Hommage à Brigitte Laureau / by Marie Morel

Le vendredi 21 novembre 2014, dans l’après-midi, ma galeriste, Brigitte Laureau, est morte. La galerie B. a fermé définitivement ses portes. Une septicémie foudroyante a emporté en quelques jours Brigitte dans un autre monde. Je l’espère pour elle, un beau voyage… mais me laissant, ici sur terre, complètement triste et désemparée.

Je voudrais rendre hommage à la femme galeriste qui a accompagné ma vie de peintre pendant de si nombreuses années. Ce fut pour moi une très grande galeriste, importante dans ma vie de peintre. Elle était totalement passionnée, toujours à l’écoute et admirative. Je la sentais amoureuse de ma peinture, et elle partageait cet amour avec tous ceux qu’elle croisait. Cet amour allait même au-delà de mon œuvre et se reportait aussi sur moi. J’ai ainsi peint pendant des années avec cet accompagnement fabuleux. Pas un jour sans plusieurs signes de Brigitte, même à distance, des lettres, des coups de téléphone, des messages, des courriels. Elle accompagnait chaque instant de ma vie. Nous avions des discussions interminables sur l’art, sur nos projets, sur nos vies, sur nos métiers, elle galeriste et moi peintre.
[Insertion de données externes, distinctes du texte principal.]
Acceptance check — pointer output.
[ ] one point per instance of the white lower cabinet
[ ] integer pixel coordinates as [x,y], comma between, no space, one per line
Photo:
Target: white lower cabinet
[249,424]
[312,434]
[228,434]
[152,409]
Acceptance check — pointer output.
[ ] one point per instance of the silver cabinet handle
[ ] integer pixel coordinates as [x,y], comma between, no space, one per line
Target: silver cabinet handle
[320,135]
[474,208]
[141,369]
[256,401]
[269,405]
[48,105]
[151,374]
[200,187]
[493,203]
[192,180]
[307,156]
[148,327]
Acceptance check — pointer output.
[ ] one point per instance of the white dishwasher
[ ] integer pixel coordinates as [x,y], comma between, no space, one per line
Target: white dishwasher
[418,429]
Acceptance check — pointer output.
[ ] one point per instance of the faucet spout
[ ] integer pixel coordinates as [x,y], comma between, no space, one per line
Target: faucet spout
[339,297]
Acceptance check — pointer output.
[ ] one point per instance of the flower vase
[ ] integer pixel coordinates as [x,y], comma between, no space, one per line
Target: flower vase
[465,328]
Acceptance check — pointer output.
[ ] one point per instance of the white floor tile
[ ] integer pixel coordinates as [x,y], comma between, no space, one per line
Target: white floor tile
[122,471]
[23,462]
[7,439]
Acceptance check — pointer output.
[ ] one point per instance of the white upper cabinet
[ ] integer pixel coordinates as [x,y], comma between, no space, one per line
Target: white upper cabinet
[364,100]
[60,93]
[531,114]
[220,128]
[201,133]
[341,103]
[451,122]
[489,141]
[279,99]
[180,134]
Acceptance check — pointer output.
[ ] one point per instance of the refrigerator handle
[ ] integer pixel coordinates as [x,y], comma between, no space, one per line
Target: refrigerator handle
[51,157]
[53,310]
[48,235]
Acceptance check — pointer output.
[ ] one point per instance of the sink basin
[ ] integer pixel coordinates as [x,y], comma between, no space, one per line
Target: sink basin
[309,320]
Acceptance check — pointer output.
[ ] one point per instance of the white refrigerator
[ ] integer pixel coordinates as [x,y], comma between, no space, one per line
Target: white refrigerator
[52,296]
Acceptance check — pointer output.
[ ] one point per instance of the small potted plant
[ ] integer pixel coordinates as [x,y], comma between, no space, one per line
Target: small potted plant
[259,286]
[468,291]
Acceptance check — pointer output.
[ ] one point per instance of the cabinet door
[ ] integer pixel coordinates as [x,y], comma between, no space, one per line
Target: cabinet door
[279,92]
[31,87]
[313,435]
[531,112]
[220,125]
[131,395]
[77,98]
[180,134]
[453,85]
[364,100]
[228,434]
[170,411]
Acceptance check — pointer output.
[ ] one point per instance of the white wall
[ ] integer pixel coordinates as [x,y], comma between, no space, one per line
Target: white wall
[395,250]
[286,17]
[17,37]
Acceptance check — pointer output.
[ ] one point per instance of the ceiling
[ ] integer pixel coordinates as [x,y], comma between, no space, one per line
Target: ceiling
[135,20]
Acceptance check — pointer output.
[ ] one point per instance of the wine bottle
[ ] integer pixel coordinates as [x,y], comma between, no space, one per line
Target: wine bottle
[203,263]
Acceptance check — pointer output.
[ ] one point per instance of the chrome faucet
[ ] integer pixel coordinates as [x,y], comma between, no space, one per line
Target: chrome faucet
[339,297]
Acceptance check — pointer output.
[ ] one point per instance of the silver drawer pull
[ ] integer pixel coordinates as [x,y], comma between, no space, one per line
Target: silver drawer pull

Cela continuait quand nous nous voyions, chez moi, chez elle ou ailleurs. Elle était visionnaire, totalement sûre de mon parcours, c’est comme si elle savait que, à chaque nouvelle œuvre c’était acquis dans son cœur.

Il n’y a jamais eu aucun doute, et elle accompagnait ma vie de peintre avec la même certitude que j’avais à peindre. Pas un instant elle n’a douté de moi. C’était ma meilleure alliée. C’était une grande galeriste aussi car elle savait vendre, cela faisait partie de son métier, c’était une passion, un jeu aussi. À chaque vente, aussitôt elle m’appelait, même quand c’était les œuvres des autres artistes de sa galerie. Elle avait besoin de partager avec moi chaque victoire. C’est vraiment le mot : une victoire ! Puis aussitôt, elle repartait à « la bataille ». Elle vendait parce qu’elle aimait, elle savait expliquer son amour d’une œuvre, le partager, l’offrir à la personne qui passait. Elle transmettait, jusqu’à ce que le collectionneur devienne aussi passionné qu’elle. Elle vivait pour cela.

Elle m’a beaucoup appris sur son métier. Elle était fière de sa galerie. Elle tenait bon. C’était pour moi une grande galeriste, car grâce à elle je n’étais pas seule. Dans la solitude de mon atelier je savais toujours qu’elle était là, qu’elle comprenait mon engagement, mon énorme travail, les sacrifices que je m’imposais pour lui. Elle était si fière de moi que je me sentais épaulée. Elle sait que je vais continuer sans elle, avec la même puissance, je n’ai que ça à lui offrir en mémoire, continuer au-delà de ma peine.